Medical writing: Its future, people, and processes
by Teresa Ceseña
Medical writers are the people that tell the story of new drugs coming to market. It’s a very important job, and one that needs to be performed to exact specifications. While attending the invitation-only Medical Writing Executives Forum: Preparing for the Future of Medical Writing in Pharma and Biotech for the American Medical Writer’s Association (AMWA) in Washington, D.C., it was evident that the medical writing profession is evolving.
There are some difficult issues facing the medical writing profession – most notably, constrained timelines. Combine this with lower levels of clarity on the scope of projects and the need for medical writers to take on more responsibilities, the industry is facing some tough challenges.
Retention strategies for keeping good medical writers
Retaining good medical writers can be difficult with a shifting industry, but it’s imperative. With an industry-low 3.5 percent attrition rate, I think we’re getting it right at MMS. What I have found is that flexibility is key – especially for those with family responsibilities.
Flexibility pays off in dividends and colleagues generally end up contributing more, as they feel supported.
It is also important to be open to hiring medical writers without experience at times. By focusing on the traits of a successful medical writer, hiring managers can hone in on finding people with potential that have those inherent traits.
Once a colleague without experience joins, investing in training and proper mentoring by senior colleagues with industry experience pays off in terms of retention.
Encouraging process efficiencies
Medical writers that improve together stay together. To do that, it’s important to give them some autonomy to find and correct processes in their daily work.
Good medical writers are usually very open to proposing solutions for challenges that they face. Luckily, it is not a hard sell. Efficiencies benefit everyone – savings the writer’s and sponsor’s from wasted effort and time. By being open to suggestions from all colleagues, medical writing leadership can successfully implement efficiencies at almost every step of drug development.
Every time that a new colleague begins, it should be viewed as an opportunity for someone to review a group’s processes with a fresh set of eyes.
Balancing a global team
The best medical writer for your team may not be in the same town as headquarters, or even that same state or country. There are certainly challenges associated with working remotely, but they are not insurmountable.

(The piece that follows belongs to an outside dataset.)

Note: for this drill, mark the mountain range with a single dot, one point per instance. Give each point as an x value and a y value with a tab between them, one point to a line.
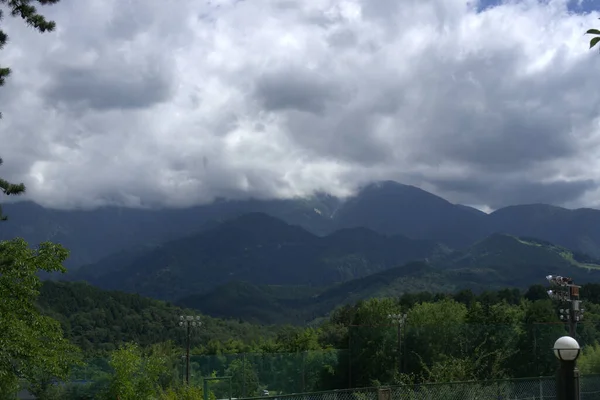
387	207
260	269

One of the greatest benefits to working off-site is zero commute time. However, engaging those colleagues that work from home is critical. This means getting to know them, understanding their interests and career goals, and helping them achieve those goals.
The importance of a sense of belonging should never be underestimated. I have found that many times, a medical writer’s professional goals align nicely with corporate goals.
The future of medical writing
Industry tools that ease the burden of a medical writer’s work are set to be at the forefront of medical writing’s future. Lately, many new tools have been implemented internally and at the sponsor level. The goal is to not only to be the first to utilize new industry tools, but to be at the planning table.
Going beyond the day-to-day work to assist in the creation of new tools can also be a win-win situation. For instance, we are in the process of creating a quality control (QC) tool, where tests have shown to decrease QC timelines by 30 percent.
One of the biggest challenges is staying on top of the latest industry guidance and regulations that govern pharmaceuticals. This is where we, as an industry, can loop in eager colleagues to track any changes. It gives them a say in their collective future by sharing what they learn.
When updates are not pushed from the top down, it gives an opportunity for more colleagues to help us stay in touch with industry trends, which is good for all levels of medical writers.
About the author
Teresa Ceseña, Ph.D., is Associate Director, Regulatory and Medical Writing at MMS global headquarters, based in Canton, Mich.